All’interno di un sistema democratico quale ruolo possono ancora avere i Partiti?

«Il ruolo dei Partiti è assai cambiato negli ultimi 30-40 anni. Ad eccezione degli Stati Uniti, dove 2 Partiti (i democratici e i repubblicani) si dividono l’elettorato e sono diventati molto litigiosi, e della Gran Bretagna, nella quale i conservatori e i laburisti si combattono sempre e alternativamente assumono la responsabilità del Governo. Nelle altre Nazioni occidentali come Francia, Italia e Germania i Partiti storici creati dopo la seconda Guerra mondiale sono in gran parte scomparsi e sono stati sostituiti da altri movimenti e anche da piccole formazioni. In Svizzera tutto sommato, anche se i Partiti storici mantengono ancora una funzione preminente, negli ultimi tempi l’elettorato ha preferito appoggiare movimenti o Partiti più aggressivi e piccole formazioni, come quella dei Verdi. Se in passato e in una forma più limitata i principali Partiti svizzeri assumevano un ruolo fondamentale nella formazione della futura classe politica dirigente è difficile fare previsioni sul loro futuro perché anche da noi aumentano populismo e superficialità».

Nel suo libro lei riporta numerose testimonianze. Quali sono le principali figure di uomini e donne che più hanno influenzato la formazione del suo pensiero liberale?

«È difficile dare dei nomi. All’inizio del libro ne ho indicati 9 a livello internazionale. Un ruolo fondamentale l’hanno avuto in Svizzera nel 1848 i liberali che in tempi brevissimi sono stati capaci di preparare e adottare la prima Costituzione federale e di gettare le basi dello Stato nazionale. Ricordo Winston Churchill: un grande uomo di Stato che ha avuto un ruolo fondamentale nel difendere con forza e determinazione le libertà e la democrazia nel mondo».

Infine, anche se sembra essere sempre più difficile fare previsioni, quale futuro intravvede per i regimi democratici?

«Il futuro dei regimi democratici è difficile.

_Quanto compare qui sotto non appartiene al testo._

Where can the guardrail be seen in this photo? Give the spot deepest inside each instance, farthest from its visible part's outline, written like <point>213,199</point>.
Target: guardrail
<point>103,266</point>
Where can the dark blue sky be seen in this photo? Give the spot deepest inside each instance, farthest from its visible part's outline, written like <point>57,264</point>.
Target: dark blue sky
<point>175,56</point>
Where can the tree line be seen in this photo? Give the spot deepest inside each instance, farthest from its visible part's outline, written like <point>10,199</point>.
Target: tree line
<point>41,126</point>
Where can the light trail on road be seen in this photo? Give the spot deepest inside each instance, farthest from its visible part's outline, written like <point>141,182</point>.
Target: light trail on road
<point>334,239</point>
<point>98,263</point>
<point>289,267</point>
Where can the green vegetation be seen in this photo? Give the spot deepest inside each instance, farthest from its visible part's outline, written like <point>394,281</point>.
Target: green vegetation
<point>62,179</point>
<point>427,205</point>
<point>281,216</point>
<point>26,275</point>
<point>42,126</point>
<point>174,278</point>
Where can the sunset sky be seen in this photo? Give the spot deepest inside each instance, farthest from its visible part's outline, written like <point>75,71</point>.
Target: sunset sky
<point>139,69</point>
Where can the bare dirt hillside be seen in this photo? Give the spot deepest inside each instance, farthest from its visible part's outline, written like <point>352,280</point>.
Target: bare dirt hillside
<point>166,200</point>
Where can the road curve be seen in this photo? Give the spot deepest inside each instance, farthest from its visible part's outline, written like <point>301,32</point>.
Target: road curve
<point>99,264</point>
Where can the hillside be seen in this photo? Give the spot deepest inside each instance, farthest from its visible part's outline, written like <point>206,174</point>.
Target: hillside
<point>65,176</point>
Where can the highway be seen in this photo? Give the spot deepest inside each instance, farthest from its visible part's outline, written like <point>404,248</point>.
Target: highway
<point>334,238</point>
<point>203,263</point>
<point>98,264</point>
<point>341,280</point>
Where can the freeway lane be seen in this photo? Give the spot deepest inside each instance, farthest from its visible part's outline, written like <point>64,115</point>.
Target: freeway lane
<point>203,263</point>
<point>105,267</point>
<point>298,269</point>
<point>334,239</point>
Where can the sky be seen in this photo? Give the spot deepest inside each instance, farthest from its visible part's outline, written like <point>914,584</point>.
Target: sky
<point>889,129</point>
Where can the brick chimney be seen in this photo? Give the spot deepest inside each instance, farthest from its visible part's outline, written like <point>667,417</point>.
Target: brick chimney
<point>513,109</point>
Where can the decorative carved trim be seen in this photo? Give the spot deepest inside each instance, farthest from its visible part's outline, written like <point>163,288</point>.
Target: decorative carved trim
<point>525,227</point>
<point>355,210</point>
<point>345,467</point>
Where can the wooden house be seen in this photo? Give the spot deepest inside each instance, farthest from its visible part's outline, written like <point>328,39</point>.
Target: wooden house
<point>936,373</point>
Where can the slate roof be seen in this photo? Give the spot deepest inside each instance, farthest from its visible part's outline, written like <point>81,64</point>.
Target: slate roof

I cittadini devono comprendere che le nostre libertà non sono acquisite per sempre; il rischio di derive autoritarie c’è e perciò dobbiamo combattere per salvaguardare le libertà, la democrazia e le nostre istituzioni. L’assenteismo, il menefreghismo, il dilagare di un crescente individualismo, il populismo rappresentano grossi pericoli per la democrazia che, come ha ricordato Luciano Violante “…è come l’aria: ti accorgi che esiste quando comincia a mancare”. In conclusione per salvaguardare la libertà e la democrazia tutti devono partecipare alla gestione delle nostre istituzioni sia votando, sia assumendo cariche politiche. Se tutti stanno soltanto a guardare e nessuno partecipa la democrazia non può funzionare».